Naked. Topless. Just socks. Eskimo-style layers. Bathrobe. Whether you're used to sub-zero temperatures or 40C climates throughout the year, you'll no doubt have adopted your own unique way of dressing for bed time.
However, new research, reported in the journal Nature and Science of Sleep, has found that wearing wool pyjamas to bed, instead of cotton, gives you up to 15 minutes extra sleep.
Why? Because wool is widely believed to keep the body in the 'thermal comfort zone' most conducive to restful sleep.
The study - carried out over periods of nine and four nights - involved scientists in Australia carrying out two studies of 17 students and 36 older sleepers to test the theory.
Students in their 20s in the first group feel asleep four minutes faster on average when wearing pyjamas made from merino wool rather than cotton, taking 11 minutes instead of 15. They also had an extra seven minutes more sleep per night.

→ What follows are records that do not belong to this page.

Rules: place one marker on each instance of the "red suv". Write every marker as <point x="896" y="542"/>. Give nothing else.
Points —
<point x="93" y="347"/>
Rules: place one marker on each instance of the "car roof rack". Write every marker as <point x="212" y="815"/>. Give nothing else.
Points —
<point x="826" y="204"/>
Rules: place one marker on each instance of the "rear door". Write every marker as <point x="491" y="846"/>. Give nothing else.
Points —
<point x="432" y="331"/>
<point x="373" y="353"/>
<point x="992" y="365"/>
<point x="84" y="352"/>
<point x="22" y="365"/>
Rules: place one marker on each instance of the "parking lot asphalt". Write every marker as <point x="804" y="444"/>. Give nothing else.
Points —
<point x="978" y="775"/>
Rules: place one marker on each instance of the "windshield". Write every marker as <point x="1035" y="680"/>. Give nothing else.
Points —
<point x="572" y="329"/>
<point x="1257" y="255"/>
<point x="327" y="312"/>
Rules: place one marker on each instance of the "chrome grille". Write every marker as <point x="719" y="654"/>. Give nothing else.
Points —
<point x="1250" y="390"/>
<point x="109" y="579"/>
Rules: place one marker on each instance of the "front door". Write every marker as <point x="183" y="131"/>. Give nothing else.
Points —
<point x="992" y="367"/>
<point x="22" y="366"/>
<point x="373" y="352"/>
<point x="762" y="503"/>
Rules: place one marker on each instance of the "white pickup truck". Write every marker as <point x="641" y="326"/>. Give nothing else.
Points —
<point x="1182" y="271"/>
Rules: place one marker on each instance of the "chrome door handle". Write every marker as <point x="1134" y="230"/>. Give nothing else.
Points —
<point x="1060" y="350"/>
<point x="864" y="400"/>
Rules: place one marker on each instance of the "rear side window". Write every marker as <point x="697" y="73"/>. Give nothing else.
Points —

Meanwhile the second study found that woollen pyjamas had an even bigger impact on older adults aged 65 to 70. The older generation fell asleep after just 12 minutes compared with 22 and 27 minutes for those wearing polyester or cotton pjs.
Both groups of volunteers were put to sleep in British-level night-time temperatures of 17C. Experts recommend a room temperature of just over 18C (65F).
Researcher Dr Paul Swan, from the University of Sydney, said: 'Not so long ago sleeping under wool bedding was the norm, and science is now rediscovering the benefits of sleeping in wool.
'Maybe it is not a coincidence because wool regulates your body temperature far better, keeping you in what is known as 'the thermal comfort zone'. You therefore not only fall asleep quicker, sleep longer, but also have deeper, better quality sleep.
'Enjoying good sleep has become increasingly difficult in modern times, and so anything that helps is great for your mental and physical health.'
Statistics from the British National Psychiatric Morbidity Survey show that as many as four in ten people in England suffer from some form of sleep disruption or insomnia.